The International Crimes Tribunal-2 yesterday asked the media to refrain from publishing or airing articles and commentaries over sub judice matters.
The three-member tribunal led by Justice Obaidul Hassan gave the verbal order as its attention was drawn to several commentaries and articles on the contempt of court proceedings against David Bergman, a Dhaka-based British journalist, were published in different newspapers.
Bergman, the editor (special reports) of English daily the New Age, faces trial for allegedly demeaning the tribunal's dignity through his write-ups posted in his personal blog.
“It is very unfortunate that several newspapers have published articles over the sub judice matter,” Justice Hassan said, referring to some articles published in The Daily Star, the Dhaka Tribune and the Dainik Janakantha.
'They [media] should not publish articles over any sub judice matter ... We think the authorities of The Daily Star, Dhaka Tribune, Janakantha and other media will realise the importance of the matter and will refrain from publishing articles over any sub judice matter,” he added.
Meanwhile, the tribunal gave one more month to Bergman to explain why he should not be punished under the International Crimes (Tribunals) Act-1973 for making “derogatory comments” about the tribunal.

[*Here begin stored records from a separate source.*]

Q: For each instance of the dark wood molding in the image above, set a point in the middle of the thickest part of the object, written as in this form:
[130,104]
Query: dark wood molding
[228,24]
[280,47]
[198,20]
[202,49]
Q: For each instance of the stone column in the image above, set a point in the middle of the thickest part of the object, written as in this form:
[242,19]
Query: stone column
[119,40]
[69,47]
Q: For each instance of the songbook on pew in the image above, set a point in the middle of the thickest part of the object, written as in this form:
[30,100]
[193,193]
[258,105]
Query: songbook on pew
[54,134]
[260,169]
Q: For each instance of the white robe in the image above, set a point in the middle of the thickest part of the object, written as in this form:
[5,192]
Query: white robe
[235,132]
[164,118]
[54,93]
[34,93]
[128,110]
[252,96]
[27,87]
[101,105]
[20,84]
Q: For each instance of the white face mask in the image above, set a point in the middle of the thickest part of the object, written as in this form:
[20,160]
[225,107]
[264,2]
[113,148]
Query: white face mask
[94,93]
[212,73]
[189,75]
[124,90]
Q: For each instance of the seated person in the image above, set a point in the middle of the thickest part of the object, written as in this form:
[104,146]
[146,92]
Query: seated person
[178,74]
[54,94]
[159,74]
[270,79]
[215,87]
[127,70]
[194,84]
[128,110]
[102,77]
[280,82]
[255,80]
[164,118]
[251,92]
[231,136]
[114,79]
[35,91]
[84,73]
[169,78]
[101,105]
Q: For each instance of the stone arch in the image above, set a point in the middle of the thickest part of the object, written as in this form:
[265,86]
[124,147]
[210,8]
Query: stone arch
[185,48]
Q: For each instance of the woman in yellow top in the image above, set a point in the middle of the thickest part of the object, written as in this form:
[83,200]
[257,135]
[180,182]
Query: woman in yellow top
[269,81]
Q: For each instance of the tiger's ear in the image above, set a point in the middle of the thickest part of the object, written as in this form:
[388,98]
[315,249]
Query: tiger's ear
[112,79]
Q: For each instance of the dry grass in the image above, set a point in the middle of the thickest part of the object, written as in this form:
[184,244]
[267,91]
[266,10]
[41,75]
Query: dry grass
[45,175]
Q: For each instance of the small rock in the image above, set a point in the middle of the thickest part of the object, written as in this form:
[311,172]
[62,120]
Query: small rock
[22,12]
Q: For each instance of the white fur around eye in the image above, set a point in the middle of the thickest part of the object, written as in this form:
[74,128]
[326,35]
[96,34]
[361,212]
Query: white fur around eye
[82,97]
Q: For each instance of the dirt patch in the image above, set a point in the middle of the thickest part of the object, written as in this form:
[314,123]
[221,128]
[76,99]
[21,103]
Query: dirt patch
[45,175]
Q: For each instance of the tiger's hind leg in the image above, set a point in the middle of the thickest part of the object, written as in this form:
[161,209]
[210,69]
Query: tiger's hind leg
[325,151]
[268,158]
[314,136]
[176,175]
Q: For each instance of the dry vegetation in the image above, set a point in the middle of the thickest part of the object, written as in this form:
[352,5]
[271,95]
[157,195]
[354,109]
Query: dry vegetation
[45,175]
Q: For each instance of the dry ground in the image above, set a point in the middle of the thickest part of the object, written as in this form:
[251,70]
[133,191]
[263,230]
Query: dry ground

The court on April 17 initiated the proceedings of the contempt charge and asked for his explanation within 15 days.
Yesterday was fixed for further orders on this but Bergman's lawyer Mustafizur Rahman Khan sought eight weeks' adjournment, claiming that he couldn't consult with his client for personal difficulties.
Mizan Syeed, lawyer for petitioner Abul Kalam Azad, opposed the prayer but the tribunal adjourned the proceedings till June 15.
Azad, a Supreme Court lawyer, filed the contempt petition on February 18, alleging that Bergman in his three articles posted in his personal blog between 2011 and 2013 had “questioned” the number of martyrs in the Liberation War and had “belittled” the authority of the court as the figure was mentioned in its orders and verdicts.
Though Bergman defended his write-up as “fair criticism”, the court said it was not convinced with his explanation and has found “prima facie elements of contempt” in his write-ups.
Bergman was present at the courtroom during the proceedings yesterday.